Na de doop worden we bevestigd en ontvangen we de Heilige Geest. Dat is een goddelijke gave. De Heilige Geest troost, leert, waarschuwt, verlicht en inspireert ons. Nephi zei heel eenvoudig ‘dat indien gij langs de weg binnengaat en de Heilige Geest ontvangt, Hij u alle dingen zal tonen die gij behoort te doen’.1 We hebben de hulp van de Heilige Geest nodig om de door de apostel Paulus genoemde ‘zware tijden’ waarin we leven veilig te doorstaan.2

De Heilige Geest is een Persoon van Geest, waardoor Hij in ons hart kan wonen en rechtstreeks met onze geest kan communiceren.3 De stem van de Geest wordt omschreven als stil en zacht en als een stem die fluistert.4 Hoe kan een stem stil zijn? Waarom wordt de stem een fluistering genoemd? Omdat de Geest bijna altijd in onze gedachten en in ons hart5 tot ons spreekt en niet in onze oren. President Boyd K. Packer heeft gezegd: ‘De stem van de Heilige Geest zul je meer voelen dan horen.’6

We voelen dingen in ons hart. In de Schriften leren de profeten ons dat persoonlijke openbaring nauw verbonden is met het hart. Bijvoorbeeld:

Mormon heeft geschreven: ‘(…) dankzij de zachtmoedigheid en nederigheid van hart komt het bezoek van de Heilige Geest (…).’7

Alma heeft gezegd: ‘(…) daarom ontvangt hij die zijn hart verstokt, een kleiner deel van het woord; en hij die zijn hart niet verstokt, hem wordt een groter deel van het woord geschonken (…).’8

Mormon heeft over de Nephieten geschreven: ‘[Dat] hun ziel met vreugde en vertroosting werd vervuld (…) door de overgave van hun hart aan God.’9

En de psalmist schreef zonder meer: ‘De Here is nabij de gebrokenen van hart (…).’10

Willen we dat niet allemaal, broeders en zusters, dat we bezocht worden door de Heilige Geest, dat de Heer nader tot ons komt, dat we vreugde en vertroosting vinden in ons leven? Als dat zo is, is een zorgvuldige beoordeling van de toestand van ons hart een van de belangrijkste dingen die we kunnen doen in dit leven.
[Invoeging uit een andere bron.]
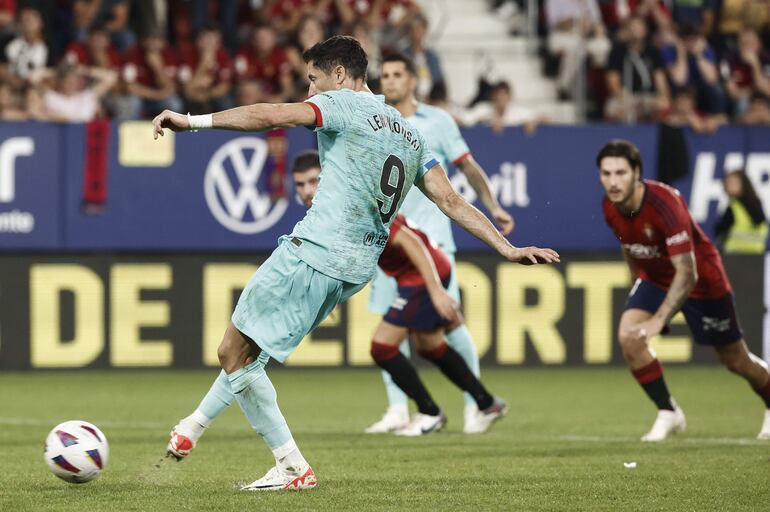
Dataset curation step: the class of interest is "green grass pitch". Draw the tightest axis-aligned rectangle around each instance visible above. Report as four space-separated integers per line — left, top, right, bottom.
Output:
0 366 770 512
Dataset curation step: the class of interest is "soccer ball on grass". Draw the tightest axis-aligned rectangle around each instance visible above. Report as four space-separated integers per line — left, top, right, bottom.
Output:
44 420 110 484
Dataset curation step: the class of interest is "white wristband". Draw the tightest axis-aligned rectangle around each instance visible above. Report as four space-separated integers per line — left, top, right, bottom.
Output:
187 112 214 132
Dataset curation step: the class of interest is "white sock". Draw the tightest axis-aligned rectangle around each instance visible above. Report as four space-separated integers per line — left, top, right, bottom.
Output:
181 409 212 442
388 404 409 417
273 438 309 473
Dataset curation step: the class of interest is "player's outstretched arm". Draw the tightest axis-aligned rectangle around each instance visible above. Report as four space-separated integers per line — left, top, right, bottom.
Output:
417 165 559 265
458 155 514 235
388 226 460 323
152 103 316 140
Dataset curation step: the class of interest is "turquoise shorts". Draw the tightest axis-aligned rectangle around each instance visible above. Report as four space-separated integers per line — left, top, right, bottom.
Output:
232 237 366 362
369 253 460 315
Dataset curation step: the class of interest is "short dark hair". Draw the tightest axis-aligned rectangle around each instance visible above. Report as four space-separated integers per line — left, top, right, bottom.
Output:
596 139 642 175
291 149 321 174
302 36 369 80
382 53 417 76
492 80 513 94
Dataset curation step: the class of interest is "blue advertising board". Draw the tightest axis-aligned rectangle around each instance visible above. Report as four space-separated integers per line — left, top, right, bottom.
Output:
0 123 63 249
0 123 770 251
65 128 315 251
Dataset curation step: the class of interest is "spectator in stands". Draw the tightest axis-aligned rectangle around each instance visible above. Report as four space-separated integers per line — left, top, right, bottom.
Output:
96 0 136 52
599 0 671 33
0 0 16 42
235 78 270 107
64 25 121 71
263 0 332 36
714 170 768 254
122 31 184 118
403 14 444 101
0 8 48 89
179 25 233 112
188 0 239 54
286 15 326 77
668 0 718 36
30 64 118 123
661 25 726 114
350 21 382 90
235 24 294 103
717 0 770 50
605 16 670 123
545 0 611 99
723 28 770 115
67 0 101 41
0 82 29 121
462 81 544 133
64 25 130 120
661 87 728 133
738 94 770 126
334 0 422 32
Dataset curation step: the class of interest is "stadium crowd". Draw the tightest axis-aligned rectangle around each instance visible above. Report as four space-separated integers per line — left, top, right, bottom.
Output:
532 0 770 127
0 0 770 132
0 0 443 122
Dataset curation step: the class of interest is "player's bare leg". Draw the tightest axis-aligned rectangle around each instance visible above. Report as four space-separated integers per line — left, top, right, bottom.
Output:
618 309 686 441
371 321 446 435
716 339 770 439
413 328 508 434
217 324 316 491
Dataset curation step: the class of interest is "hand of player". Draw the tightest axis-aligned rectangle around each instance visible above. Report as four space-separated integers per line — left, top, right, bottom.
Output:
508 247 561 265
152 110 190 140
491 208 514 236
430 288 460 323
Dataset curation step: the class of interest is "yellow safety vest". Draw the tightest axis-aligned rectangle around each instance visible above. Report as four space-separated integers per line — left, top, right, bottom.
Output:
725 199 768 254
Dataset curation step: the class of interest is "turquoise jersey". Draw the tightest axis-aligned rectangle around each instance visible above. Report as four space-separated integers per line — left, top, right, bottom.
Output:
401 103 470 254
290 89 437 284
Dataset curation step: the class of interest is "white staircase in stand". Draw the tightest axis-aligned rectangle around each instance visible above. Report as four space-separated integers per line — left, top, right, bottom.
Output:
420 0 575 123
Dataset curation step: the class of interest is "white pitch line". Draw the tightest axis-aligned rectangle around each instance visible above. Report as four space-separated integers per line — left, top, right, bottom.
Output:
557 436 769 446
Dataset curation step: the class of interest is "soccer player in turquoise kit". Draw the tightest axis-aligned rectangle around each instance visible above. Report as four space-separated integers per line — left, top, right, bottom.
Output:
153 36 559 490
366 54 513 434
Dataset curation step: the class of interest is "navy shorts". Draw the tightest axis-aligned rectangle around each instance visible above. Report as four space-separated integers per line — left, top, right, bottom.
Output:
383 274 452 331
626 279 743 346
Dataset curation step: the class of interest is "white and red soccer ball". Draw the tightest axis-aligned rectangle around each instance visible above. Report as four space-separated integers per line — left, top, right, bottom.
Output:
44 420 110 484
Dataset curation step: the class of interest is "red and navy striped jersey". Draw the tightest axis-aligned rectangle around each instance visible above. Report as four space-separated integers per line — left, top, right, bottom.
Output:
602 180 732 299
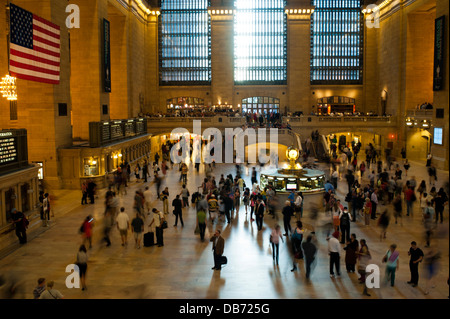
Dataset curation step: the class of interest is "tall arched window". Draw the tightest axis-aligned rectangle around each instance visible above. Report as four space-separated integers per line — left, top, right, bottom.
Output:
242 96 280 114
311 0 364 84
159 0 211 85
234 0 287 84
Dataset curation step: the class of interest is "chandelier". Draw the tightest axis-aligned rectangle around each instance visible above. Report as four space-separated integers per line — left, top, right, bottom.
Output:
0 75 17 101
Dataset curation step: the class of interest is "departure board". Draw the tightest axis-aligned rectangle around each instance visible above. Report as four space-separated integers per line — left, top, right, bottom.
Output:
0 132 18 165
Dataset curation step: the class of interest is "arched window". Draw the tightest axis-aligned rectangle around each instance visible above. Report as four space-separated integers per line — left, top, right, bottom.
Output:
234 0 287 85
242 96 280 114
159 0 211 85
311 0 364 84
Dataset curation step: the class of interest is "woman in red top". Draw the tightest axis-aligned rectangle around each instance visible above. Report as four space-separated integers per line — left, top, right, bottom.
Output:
363 197 372 226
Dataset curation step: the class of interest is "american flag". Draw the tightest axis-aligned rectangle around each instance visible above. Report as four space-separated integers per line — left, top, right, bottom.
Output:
9 4 60 84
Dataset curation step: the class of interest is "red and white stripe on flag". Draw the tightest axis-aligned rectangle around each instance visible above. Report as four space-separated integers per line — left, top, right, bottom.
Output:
9 6 61 84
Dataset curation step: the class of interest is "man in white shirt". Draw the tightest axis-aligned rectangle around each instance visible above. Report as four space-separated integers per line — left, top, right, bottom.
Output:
327 231 341 278
148 208 164 247
294 193 303 220
144 186 153 213
370 190 378 219
116 207 130 246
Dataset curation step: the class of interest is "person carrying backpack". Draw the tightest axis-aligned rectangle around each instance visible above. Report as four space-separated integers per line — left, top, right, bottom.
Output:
339 207 352 244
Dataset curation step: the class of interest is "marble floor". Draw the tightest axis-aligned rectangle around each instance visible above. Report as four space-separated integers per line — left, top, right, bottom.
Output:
0 158 449 299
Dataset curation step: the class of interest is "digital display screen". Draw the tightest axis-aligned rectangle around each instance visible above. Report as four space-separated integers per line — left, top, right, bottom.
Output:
433 127 443 145
0 133 18 165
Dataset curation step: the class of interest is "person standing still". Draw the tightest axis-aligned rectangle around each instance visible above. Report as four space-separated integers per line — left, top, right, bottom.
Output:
302 233 317 279
255 198 266 230
131 213 144 249
197 208 206 241
344 234 359 273
209 229 225 270
339 207 352 244
370 189 378 219
281 200 294 236
149 208 164 247
270 225 284 266
81 181 87 205
42 193 50 227
382 244 400 287
103 209 114 247
356 239 371 297
327 231 341 278
76 245 88 291
160 187 169 215
408 241 424 287
116 207 130 246
11 208 27 244
172 195 184 227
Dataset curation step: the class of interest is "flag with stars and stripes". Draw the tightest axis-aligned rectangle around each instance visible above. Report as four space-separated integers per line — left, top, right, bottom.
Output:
9 4 60 84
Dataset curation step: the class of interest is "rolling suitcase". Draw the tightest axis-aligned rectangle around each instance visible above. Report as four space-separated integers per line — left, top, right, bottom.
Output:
144 232 155 247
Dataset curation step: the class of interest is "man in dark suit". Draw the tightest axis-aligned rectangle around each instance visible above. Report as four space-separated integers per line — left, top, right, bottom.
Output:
172 195 184 227
209 229 225 270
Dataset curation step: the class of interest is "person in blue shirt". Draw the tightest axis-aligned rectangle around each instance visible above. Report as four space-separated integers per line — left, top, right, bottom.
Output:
324 181 334 192
288 190 295 205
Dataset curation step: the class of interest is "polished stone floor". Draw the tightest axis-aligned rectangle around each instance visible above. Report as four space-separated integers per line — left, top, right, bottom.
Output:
0 158 449 299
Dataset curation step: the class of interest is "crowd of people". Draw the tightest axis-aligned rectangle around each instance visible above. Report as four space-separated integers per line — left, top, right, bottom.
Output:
5 132 448 299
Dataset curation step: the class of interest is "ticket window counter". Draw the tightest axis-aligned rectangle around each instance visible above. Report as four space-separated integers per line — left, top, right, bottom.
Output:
83 157 99 177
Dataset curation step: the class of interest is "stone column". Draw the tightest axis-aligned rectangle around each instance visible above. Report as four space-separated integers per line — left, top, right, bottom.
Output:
0 0 72 187
69 0 110 140
282 6 315 114
430 0 450 171
208 6 234 109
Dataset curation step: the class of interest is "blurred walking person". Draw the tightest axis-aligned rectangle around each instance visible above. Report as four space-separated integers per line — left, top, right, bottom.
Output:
357 239 371 297
197 208 206 241
382 244 400 287
116 207 130 246
131 213 144 249
270 224 284 266
408 241 424 287
327 231 341 278
281 200 294 236
302 235 317 279
344 234 359 273
76 245 88 290
172 195 184 227
424 248 442 295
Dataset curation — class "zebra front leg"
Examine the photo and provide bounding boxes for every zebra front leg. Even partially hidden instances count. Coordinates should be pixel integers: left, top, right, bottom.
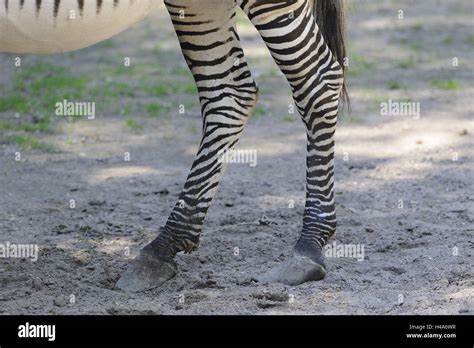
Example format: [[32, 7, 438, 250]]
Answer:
[[239, 0, 344, 285], [117, 0, 257, 291]]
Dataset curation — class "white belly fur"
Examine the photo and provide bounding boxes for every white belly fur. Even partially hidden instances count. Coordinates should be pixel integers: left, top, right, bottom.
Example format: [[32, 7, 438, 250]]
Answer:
[[0, 0, 161, 53]]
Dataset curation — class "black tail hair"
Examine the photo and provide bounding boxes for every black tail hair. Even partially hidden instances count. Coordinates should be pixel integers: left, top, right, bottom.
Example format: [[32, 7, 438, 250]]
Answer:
[[314, 0, 350, 106]]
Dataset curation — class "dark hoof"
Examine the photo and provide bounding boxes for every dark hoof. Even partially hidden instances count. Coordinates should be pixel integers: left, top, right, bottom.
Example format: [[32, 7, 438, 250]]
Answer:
[[116, 251, 178, 292], [257, 253, 326, 285]]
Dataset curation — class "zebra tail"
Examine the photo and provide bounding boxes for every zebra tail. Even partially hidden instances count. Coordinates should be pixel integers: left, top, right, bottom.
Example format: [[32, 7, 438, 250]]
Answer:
[[314, 0, 350, 107]]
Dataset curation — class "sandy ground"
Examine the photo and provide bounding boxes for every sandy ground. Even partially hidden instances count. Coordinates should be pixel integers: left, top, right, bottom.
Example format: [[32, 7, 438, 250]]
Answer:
[[0, 0, 474, 314]]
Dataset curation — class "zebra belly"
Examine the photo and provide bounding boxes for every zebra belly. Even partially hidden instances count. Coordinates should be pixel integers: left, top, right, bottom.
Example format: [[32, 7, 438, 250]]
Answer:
[[0, 0, 161, 53]]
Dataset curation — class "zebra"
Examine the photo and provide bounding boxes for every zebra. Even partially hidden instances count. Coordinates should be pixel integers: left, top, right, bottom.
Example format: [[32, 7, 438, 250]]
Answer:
[[0, 0, 347, 292]]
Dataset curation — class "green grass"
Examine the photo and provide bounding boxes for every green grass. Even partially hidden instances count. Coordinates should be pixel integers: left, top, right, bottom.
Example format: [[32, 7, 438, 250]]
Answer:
[[441, 36, 453, 45], [146, 103, 170, 117], [466, 34, 474, 46], [400, 39, 424, 51], [125, 118, 144, 129], [0, 95, 30, 114], [387, 79, 402, 89], [252, 106, 268, 118], [395, 57, 417, 69], [0, 117, 51, 133], [431, 78, 462, 91], [6, 135, 57, 152]]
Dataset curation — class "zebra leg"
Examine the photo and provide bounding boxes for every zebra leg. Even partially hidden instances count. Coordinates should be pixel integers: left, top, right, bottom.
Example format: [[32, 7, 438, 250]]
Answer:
[[239, 0, 343, 285], [117, 0, 257, 291]]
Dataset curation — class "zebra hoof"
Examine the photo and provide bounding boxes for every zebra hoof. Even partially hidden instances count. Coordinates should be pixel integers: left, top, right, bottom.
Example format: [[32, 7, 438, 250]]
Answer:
[[116, 251, 178, 292], [257, 253, 326, 285]]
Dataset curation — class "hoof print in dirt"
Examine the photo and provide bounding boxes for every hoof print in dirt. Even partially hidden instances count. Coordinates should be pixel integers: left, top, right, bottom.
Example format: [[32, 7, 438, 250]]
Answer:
[[116, 252, 177, 292], [256, 254, 326, 286]]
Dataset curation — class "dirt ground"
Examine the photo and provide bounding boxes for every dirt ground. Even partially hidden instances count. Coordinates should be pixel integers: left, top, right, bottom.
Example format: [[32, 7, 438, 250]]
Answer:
[[0, 0, 474, 314]]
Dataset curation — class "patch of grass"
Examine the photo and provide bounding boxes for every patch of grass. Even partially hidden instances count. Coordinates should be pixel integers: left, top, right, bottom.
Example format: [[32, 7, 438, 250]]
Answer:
[[387, 79, 402, 89], [430, 78, 462, 91], [400, 39, 423, 51], [99, 81, 135, 98], [145, 83, 171, 97], [252, 106, 268, 118], [6, 135, 57, 152], [466, 34, 474, 46], [0, 117, 51, 133], [125, 118, 144, 129], [395, 57, 417, 69], [0, 95, 30, 114], [441, 36, 453, 45], [146, 103, 170, 117], [30, 74, 87, 95]]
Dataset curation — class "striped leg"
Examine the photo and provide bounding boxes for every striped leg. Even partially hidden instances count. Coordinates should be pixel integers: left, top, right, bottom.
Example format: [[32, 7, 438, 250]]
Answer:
[[117, 0, 257, 291], [239, 0, 343, 285]]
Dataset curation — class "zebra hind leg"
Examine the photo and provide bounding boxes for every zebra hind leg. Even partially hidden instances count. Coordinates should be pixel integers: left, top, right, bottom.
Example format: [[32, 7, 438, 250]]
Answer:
[[117, 0, 257, 291], [238, 0, 344, 285]]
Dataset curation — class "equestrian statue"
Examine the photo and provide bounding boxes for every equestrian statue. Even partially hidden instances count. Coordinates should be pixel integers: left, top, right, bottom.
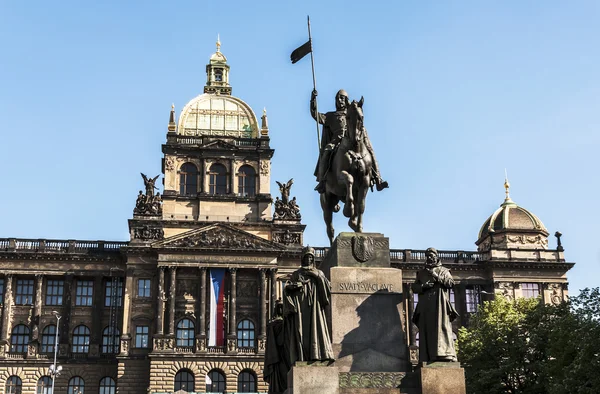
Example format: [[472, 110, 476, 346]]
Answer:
[[310, 89, 389, 243]]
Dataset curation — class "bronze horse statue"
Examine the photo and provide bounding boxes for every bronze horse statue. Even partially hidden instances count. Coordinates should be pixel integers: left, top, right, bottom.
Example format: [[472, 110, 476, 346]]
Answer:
[[321, 97, 373, 243]]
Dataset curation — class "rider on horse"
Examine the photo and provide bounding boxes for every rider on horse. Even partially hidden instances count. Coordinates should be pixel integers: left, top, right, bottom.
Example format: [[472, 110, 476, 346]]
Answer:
[[310, 89, 388, 193]]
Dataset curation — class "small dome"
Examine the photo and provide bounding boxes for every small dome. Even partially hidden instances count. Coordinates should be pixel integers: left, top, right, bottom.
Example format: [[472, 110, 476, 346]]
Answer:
[[478, 198, 548, 240], [177, 93, 258, 138]]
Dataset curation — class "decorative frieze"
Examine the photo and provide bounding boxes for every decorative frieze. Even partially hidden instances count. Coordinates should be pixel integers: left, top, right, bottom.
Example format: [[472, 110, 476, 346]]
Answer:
[[339, 372, 406, 388]]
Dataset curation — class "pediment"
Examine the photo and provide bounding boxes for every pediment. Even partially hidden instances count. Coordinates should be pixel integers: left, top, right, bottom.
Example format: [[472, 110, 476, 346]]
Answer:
[[152, 223, 286, 252], [202, 140, 239, 150]]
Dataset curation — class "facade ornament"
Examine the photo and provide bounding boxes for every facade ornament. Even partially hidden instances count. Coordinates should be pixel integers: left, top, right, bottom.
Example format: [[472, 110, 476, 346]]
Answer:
[[554, 231, 565, 252], [133, 174, 162, 216], [411, 248, 458, 363], [260, 160, 270, 175], [273, 230, 302, 245], [352, 235, 374, 263], [169, 228, 263, 249], [339, 372, 406, 389], [133, 225, 165, 240], [165, 156, 175, 171], [273, 178, 302, 220]]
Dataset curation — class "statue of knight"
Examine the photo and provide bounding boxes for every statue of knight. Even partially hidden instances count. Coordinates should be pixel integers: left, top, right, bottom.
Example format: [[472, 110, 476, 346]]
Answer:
[[310, 89, 389, 193]]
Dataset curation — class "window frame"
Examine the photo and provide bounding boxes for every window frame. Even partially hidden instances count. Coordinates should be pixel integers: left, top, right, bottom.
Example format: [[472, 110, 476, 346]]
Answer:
[[71, 324, 91, 354], [100, 326, 121, 354], [137, 278, 152, 298], [208, 163, 229, 196], [237, 369, 258, 393], [175, 317, 196, 348], [237, 164, 257, 197], [177, 162, 200, 196], [46, 279, 65, 306], [134, 324, 150, 349], [15, 279, 35, 305], [4, 375, 23, 394], [236, 318, 256, 348], [40, 324, 57, 354], [10, 324, 31, 354], [206, 369, 227, 393], [173, 368, 196, 393], [67, 376, 85, 394], [104, 276, 123, 308], [75, 279, 94, 306]]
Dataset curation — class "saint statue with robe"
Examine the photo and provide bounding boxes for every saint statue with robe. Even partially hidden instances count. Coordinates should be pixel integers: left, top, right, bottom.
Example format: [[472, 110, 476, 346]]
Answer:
[[412, 248, 458, 363], [283, 247, 334, 366]]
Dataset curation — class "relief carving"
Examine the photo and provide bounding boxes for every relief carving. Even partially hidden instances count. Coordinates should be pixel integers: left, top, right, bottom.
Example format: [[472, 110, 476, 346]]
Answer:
[[339, 372, 406, 388]]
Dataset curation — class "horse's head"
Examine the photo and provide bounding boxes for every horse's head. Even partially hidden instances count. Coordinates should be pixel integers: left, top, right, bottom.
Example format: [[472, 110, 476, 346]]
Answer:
[[346, 97, 365, 143]]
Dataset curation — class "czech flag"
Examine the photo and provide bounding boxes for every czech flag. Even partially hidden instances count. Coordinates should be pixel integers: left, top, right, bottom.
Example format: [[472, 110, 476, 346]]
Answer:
[[208, 268, 225, 346]]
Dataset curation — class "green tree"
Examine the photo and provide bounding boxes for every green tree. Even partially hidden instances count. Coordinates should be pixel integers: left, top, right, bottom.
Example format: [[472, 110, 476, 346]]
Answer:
[[458, 289, 600, 394]]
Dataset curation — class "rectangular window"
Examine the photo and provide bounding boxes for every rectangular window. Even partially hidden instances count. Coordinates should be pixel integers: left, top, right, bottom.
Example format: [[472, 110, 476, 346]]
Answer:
[[104, 278, 123, 306], [75, 280, 94, 306], [465, 285, 481, 313], [138, 279, 151, 297], [15, 279, 33, 305], [521, 283, 540, 298], [135, 326, 149, 348], [46, 280, 65, 305]]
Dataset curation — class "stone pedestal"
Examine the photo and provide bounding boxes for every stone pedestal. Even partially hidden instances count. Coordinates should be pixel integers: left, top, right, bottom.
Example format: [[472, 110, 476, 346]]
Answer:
[[418, 362, 467, 394], [284, 362, 340, 394], [320, 233, 410, 372]]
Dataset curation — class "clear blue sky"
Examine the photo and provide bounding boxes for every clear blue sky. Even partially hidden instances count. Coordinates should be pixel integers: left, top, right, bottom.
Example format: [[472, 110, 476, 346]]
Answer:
[[0, 0, 600, 292]]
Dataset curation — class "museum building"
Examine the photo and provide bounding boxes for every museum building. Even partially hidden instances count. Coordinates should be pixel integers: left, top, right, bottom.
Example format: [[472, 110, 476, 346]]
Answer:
[[0, 42, 573, 394]]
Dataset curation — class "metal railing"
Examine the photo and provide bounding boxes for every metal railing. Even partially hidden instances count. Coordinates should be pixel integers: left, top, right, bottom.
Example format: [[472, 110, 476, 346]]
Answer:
[[0, 238, 129, 253]]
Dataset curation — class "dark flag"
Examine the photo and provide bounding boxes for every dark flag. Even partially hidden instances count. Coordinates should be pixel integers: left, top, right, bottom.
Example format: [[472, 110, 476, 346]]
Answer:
[[290, 39, 312, 64]]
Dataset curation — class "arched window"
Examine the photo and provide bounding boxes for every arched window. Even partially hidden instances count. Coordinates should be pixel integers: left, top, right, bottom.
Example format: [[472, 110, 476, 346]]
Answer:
[[238, 319, 254, 347], [36, 376, 52, 394], [179, 163, 198, 196], [10, 324, 29, 353], [71, 324, 90, 353], [98, 376, 117, 394], [175, 369, 194, 393], [41, 324, 56, 353], [67, 376, 87, 394], [4, 375, 23, 394], [102, 326, 121, 354], [206, 369, 226, 393], [176, 319, 194, 347], [238, 369, 256, 393], [208, 163, 227, 194], [238, 165, 256, 197]]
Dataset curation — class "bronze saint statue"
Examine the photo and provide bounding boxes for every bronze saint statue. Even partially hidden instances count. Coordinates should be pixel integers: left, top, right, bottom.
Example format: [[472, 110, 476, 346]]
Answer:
[[412, 248, 458, 363], [310, 90, 388, 242], [283, 247, 333, 366], [263, 299, 290, 394]]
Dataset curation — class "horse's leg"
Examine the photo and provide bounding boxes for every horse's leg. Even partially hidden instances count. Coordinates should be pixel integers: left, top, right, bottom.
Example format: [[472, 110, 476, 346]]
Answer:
[[338, 171, 354, 218], [321, 193, 337, 245], [356, 176, 371, 233]]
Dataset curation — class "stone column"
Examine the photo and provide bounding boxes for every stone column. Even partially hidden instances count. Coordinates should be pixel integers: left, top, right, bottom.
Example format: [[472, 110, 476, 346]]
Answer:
[[227, 268, 237, 352], [270, 268, 277, 319], [258, 268, 267, 340], [0, 274, 13, 350], [156, 267, 167, 335], [169, 266, 177, 335], [229, 159, 236, 194], [58, 274, 73, 350], [196, 267, 206, 351], [31, 274, 44, 341]]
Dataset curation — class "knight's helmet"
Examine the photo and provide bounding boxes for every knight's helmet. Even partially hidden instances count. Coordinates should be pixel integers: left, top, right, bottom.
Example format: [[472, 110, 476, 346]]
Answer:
[[302, 246, 315, 263]]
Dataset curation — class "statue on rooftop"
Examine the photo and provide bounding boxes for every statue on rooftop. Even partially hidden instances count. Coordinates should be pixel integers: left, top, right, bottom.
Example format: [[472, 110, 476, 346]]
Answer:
[[310, 89, 389, 242], [283, 247, 334, 365], [412, 248, 458, 363]]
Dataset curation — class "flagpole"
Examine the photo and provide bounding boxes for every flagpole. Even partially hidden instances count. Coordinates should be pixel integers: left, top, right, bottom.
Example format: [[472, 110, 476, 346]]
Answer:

Het hart is een tere plek. Het is gevoelig voor vele invloeden, zowel positieve als negatieve. Anderen kunnen het pijn doen. Zonden kunnen het gevoelloos maken. Liefde kan het verzachten. Al vroeg in ons leven leren we ons hart te bewaken. Het is alsof we een beschermende muur optrekken om ons hart met een toegangspoort erin. Niemand komt erdoor, tenzij wij dat hem of haar toestaan.

Soms is de omheining om ons hart niet meer dan een tuinhekje met een bordje ‘Welkom’ erop. Andere harten zijn zodanig bezeerd of zo gevoelloos geworden door zonde, dat er meters- hoge tralies met prikkeldraad omheen zijn geplaatst. De toegang is vergrendeld en voorzien van een groot bord met ‘Verboden toegang’ erop.

Laten we het idee van een toegangspoort naar het hart toepassen op het ontvangen van persoonlijke openbaring. Nephi leerde: ‘Wanneer een mens door de macht van de Heilige Geest spreekt, voert de macht van de Heilige Geest het tot het hart der mensenkinderen.’11 Ouderling David A. Bednar benadrukte het gebruik van het woord tot. ‘U ziet dat de macht van de Geest de boodschap tot maar niet noodzakelijkerwijs in het hart voert. (…) Uiteindelijk zullen de inhoud van de boodschap en de invloed van de Heilige Geest alleen in het hart doordringen als de ontvanger daarvoor openstaat.’12

Waarom slechts tot het hart? Onze individuele keuzevrijheid is zo heilig, dat onze hemelse Vader het hart van de mens nooit met geweld zal binnendringen, ook al heeft Hij alle macht. Andere mensen kunnen dat wel proberen, maar God niet. Met andere woorden, God staat ons toe dat we ons eigen hart als poortwachters bewaken. We moeten ons hart uit eigen vrije wil openstellen voor de Geest, Hij dringt niet ongevraagd naar binnen.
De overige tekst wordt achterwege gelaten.